Over the years, I've gotten a number of questions about evaluating surface normal results. This document is aimed at helping answer questions like ``are you doing X or Y?'' and especially ``why isn't my number in the same ballpark?''. The overall criterion introduced in [1] is as follows:

for each **valid** pixel, compute the **angular error** with respect

to the **ground-truth** and then **aggregate** this error
over the test set.

Different definitions of each bolded point change results. Here, I clarify each and give a list of common issues I have seen.

**Valid:** This is crucial: while interpolated depth is perhaps
useful for RGBD understanding, surface normal prediction can only be evaluated at locations
measured by the Kinect. In NYU this is given in the `rawDepths` variable.
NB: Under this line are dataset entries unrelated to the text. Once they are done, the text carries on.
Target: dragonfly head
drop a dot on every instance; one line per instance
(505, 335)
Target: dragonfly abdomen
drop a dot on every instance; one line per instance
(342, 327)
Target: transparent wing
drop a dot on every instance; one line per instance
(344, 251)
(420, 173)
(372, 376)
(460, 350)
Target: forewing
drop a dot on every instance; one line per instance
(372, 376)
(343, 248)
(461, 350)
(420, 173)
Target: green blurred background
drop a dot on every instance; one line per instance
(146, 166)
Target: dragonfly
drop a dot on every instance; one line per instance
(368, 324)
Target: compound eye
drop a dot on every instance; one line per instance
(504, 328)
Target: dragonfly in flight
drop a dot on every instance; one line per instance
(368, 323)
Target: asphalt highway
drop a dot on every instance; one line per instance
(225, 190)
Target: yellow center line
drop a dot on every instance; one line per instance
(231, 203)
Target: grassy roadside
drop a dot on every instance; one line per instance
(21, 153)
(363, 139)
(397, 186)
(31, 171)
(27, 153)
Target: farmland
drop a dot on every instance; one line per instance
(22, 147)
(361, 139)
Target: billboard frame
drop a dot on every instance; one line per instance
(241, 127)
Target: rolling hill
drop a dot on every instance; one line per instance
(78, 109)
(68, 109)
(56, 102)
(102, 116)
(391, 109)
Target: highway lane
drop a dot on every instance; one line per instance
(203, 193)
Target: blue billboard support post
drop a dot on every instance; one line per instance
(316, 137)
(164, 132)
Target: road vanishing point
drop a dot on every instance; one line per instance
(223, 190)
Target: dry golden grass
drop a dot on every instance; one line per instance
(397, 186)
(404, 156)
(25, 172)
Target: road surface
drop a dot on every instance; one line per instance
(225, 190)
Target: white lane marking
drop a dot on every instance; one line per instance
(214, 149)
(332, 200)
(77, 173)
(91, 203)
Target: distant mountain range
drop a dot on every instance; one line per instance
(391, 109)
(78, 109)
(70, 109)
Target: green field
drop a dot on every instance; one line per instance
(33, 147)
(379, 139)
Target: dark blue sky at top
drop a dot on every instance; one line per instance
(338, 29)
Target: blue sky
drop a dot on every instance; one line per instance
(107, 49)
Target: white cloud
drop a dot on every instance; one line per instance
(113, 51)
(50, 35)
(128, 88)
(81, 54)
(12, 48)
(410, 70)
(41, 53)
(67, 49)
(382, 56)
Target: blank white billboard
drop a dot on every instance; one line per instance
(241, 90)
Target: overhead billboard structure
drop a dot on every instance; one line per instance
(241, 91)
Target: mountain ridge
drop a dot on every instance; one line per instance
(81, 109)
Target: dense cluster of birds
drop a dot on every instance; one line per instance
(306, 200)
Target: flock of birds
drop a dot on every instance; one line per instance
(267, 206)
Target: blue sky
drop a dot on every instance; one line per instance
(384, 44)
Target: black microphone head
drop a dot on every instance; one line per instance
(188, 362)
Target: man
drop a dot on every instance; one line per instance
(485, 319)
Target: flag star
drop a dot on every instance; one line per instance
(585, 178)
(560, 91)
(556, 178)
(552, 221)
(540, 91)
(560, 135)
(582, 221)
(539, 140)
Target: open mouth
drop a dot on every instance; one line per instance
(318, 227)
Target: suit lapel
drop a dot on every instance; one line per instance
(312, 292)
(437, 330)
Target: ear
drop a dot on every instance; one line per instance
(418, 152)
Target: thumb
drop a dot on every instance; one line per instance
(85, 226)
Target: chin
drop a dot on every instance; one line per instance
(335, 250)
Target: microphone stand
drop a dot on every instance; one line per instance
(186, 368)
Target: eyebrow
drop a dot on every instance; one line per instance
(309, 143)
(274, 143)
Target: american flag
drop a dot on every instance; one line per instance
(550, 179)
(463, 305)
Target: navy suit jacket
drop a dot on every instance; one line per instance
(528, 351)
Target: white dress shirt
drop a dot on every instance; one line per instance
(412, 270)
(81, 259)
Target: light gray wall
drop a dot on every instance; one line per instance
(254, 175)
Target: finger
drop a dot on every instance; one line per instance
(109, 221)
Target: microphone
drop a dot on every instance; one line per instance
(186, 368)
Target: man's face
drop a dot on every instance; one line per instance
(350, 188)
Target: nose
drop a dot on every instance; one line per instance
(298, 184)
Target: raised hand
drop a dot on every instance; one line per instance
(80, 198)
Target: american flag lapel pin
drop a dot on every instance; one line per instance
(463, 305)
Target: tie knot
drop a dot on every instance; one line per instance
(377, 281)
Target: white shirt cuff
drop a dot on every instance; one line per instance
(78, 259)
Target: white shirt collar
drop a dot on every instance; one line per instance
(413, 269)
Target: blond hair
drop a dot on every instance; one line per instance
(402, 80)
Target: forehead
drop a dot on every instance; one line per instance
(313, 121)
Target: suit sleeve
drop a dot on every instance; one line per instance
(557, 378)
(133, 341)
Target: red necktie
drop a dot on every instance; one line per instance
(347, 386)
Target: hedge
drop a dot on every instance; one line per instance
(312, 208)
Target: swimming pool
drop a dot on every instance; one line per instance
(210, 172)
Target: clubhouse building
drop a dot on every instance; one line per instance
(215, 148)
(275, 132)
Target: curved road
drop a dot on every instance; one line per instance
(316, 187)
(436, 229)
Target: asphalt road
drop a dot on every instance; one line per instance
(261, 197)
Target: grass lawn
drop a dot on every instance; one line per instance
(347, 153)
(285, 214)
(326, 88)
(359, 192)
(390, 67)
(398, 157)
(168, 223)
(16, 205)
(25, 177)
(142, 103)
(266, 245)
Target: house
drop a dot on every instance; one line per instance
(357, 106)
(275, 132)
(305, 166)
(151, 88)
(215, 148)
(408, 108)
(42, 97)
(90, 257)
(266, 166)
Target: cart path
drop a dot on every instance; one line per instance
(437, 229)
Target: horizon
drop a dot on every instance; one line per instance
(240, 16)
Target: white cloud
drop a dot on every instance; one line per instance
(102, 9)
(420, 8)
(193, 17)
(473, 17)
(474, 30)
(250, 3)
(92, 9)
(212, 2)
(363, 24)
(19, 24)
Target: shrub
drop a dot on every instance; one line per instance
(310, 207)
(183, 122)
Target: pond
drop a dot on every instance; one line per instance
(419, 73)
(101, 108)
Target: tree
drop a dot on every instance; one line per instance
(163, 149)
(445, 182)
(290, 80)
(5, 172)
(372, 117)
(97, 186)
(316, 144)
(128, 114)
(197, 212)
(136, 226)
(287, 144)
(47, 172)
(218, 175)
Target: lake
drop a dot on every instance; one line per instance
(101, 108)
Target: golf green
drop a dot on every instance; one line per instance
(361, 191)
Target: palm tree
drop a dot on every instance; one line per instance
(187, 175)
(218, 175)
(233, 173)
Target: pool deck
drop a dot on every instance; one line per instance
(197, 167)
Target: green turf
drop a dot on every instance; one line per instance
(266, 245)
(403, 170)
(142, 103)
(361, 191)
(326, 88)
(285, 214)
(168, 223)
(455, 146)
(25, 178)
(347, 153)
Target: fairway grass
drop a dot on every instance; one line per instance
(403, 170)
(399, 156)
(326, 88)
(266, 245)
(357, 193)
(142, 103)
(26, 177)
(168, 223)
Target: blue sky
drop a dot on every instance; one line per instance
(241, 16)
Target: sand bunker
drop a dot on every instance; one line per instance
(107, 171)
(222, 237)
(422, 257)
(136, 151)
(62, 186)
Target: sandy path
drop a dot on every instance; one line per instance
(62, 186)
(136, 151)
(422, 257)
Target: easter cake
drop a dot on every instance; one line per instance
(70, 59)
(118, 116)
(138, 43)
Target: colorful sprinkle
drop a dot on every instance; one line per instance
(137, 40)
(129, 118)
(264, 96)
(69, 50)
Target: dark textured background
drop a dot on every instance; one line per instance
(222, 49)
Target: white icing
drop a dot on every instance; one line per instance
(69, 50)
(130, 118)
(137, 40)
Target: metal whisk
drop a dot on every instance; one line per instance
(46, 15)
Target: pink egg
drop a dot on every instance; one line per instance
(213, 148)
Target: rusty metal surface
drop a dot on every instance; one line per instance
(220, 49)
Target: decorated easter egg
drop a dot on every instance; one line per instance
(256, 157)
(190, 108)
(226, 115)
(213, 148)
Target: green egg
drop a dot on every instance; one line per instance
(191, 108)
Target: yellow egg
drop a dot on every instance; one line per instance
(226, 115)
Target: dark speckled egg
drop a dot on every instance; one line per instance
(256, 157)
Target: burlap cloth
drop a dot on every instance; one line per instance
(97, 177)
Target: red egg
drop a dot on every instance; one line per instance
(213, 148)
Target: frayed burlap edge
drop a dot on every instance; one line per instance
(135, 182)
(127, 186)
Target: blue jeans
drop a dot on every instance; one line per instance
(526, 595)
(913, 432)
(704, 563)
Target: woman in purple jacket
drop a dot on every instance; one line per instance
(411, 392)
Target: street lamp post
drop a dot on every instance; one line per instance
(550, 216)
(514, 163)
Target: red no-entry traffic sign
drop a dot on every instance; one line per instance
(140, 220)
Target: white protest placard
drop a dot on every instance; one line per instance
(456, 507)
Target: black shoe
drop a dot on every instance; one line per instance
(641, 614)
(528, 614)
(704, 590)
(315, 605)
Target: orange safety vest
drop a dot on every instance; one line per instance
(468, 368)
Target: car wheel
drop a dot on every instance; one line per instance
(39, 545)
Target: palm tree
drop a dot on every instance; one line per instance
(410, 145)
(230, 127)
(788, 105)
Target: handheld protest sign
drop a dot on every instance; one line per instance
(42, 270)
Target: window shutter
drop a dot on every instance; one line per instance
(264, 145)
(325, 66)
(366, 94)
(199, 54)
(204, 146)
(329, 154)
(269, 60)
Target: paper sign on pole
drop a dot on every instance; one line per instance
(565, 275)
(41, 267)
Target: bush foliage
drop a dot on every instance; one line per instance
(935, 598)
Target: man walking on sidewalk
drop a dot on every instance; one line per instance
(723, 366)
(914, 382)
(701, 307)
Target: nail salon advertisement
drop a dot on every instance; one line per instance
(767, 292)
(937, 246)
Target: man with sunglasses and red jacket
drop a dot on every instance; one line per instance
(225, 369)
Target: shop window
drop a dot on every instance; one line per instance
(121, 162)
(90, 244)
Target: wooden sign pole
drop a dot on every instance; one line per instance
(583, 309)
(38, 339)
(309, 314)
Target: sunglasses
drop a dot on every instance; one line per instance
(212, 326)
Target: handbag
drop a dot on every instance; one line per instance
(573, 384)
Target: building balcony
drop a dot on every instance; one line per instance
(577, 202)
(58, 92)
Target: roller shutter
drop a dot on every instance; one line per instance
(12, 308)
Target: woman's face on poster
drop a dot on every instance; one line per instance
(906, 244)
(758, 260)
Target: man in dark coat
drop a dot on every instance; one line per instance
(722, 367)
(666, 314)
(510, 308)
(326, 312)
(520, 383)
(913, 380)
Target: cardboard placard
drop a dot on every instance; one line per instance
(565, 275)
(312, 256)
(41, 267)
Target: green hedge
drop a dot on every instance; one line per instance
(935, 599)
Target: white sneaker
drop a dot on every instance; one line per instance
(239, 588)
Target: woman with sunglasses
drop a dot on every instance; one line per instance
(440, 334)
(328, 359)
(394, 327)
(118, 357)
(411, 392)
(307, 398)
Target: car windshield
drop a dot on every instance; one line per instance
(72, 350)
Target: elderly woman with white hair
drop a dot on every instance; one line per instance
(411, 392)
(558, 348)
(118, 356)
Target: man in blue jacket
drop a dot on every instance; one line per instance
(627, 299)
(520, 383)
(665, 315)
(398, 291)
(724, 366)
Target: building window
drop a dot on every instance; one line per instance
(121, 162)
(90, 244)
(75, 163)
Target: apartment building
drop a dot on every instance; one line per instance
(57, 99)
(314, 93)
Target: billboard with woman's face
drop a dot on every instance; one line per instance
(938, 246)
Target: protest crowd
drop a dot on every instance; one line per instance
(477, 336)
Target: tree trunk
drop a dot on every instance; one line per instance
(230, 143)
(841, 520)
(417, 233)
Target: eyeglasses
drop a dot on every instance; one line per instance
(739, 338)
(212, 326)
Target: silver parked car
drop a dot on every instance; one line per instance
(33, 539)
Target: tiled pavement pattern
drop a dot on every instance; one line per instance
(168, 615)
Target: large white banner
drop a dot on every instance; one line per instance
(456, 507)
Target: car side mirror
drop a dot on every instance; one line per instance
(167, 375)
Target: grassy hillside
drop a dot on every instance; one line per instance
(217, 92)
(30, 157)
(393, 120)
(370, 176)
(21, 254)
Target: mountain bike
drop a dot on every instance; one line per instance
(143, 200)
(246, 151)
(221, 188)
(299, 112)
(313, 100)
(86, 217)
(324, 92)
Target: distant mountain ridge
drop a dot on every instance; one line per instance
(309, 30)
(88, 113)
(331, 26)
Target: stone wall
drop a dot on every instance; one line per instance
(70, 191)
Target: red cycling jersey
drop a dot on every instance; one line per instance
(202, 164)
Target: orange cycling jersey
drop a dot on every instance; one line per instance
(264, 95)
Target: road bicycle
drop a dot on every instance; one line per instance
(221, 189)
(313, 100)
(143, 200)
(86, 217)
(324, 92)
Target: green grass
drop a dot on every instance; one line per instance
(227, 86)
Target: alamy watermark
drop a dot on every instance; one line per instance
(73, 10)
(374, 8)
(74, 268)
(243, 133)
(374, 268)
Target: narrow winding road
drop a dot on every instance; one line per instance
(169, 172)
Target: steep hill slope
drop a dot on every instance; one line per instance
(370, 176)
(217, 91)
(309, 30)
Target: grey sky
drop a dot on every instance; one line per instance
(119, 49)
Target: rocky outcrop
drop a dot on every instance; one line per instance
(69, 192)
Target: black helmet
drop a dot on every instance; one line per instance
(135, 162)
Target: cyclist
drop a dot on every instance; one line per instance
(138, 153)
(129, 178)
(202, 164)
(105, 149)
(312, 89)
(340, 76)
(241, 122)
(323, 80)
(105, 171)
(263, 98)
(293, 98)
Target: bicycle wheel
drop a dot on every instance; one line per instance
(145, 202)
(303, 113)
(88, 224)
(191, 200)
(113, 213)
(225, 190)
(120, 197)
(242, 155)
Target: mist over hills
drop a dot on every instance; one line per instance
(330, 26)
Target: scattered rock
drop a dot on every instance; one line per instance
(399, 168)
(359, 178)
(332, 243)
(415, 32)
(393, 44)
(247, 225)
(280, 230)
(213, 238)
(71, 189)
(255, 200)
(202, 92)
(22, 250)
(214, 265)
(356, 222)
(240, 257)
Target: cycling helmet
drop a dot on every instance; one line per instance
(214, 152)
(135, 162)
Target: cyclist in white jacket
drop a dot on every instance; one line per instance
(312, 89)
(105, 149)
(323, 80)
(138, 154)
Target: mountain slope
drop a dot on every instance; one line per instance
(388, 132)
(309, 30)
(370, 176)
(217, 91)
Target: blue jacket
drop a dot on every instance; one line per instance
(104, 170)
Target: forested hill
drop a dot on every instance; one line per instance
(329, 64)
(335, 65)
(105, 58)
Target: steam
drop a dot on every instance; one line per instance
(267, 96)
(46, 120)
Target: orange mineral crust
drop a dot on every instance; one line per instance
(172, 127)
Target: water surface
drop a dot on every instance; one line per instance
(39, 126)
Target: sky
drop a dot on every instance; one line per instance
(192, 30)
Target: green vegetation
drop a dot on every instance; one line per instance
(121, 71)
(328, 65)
**Angular error:** this is the angle between two __unit__ vectors, or
`acos(x'*y)`. In all of our papers and ones that I am aware of,
this is what is used. Given two HxWx3 maps `N` and `P`, this is quickly computed in degrees
as

`acosd(min(1,max(-1,sum(N.*P,3))))`.

Here, `sum(N.*P,3)` computes
a map of the dot-product; and acosd converts that to degrees. The min/max is necessary
for numeric reasons.

**Ground-truth:**
Surface normals are __estimated__, not computed, so there is no one single
ground-truth. My recent work has used the ground-truth from [2] since it is very
high-quality.

**Aggregate:**
We introduced 6 metrics in [1]. If `E` is the collection of all the errors
over the dataset, you compute them via `mean(E)`, `median(E)`,
`mean(E.^2).^0.5`, `mean(E<t)`.

**Common Issues:**
There are a number of subtleties that often cause issues the first time around:

*Check your coordinate frame:*different results and ground truths come in different coordinate frames (i.e., meanings of X/Y/Z). Check that the ground truth and predictions look similar. The easiest way is`uint8(N*128+128)`, or`uint8(255*(N+1)/2)`if you prefer typing more.*Clamp your dot product:*Sometimes, when computing x^T y, the result is slightly more than 1 or less than -1. This gives you complex results when you do acos.*Normalize your ground-truth and predictions:*The formula for the angular error__does not work__if its inputs are not normalized to unit norm. It's always easier and safer to renormalize.*Use doubles:*Computing`mean`over a large amount of data in single precision results in catastrophic cancellation. Here is a MATLAB try-at-home demonstration, which simulates surface normal results over 1K 640x480 images:

>> z = 30+randn(640*480*1000,1)*10; >> [mean(z),mean(single(z))] ans = 29.9992 14.0030

You get the right answer, up to noise, with doubles, and a very wrong one with singles.

**Sample Code:** As a demonstration, here is a sample evaluation code. You'll have
to fill in some of the data loading, but it should give you an idea: evalSimple.m

-David Fouhey, January 2016

References:

[1] Data-Driven 3D Primitives for Single Image Understanding. D. Fouhey, A. Gupta, M. Hebert. ICCV 2013.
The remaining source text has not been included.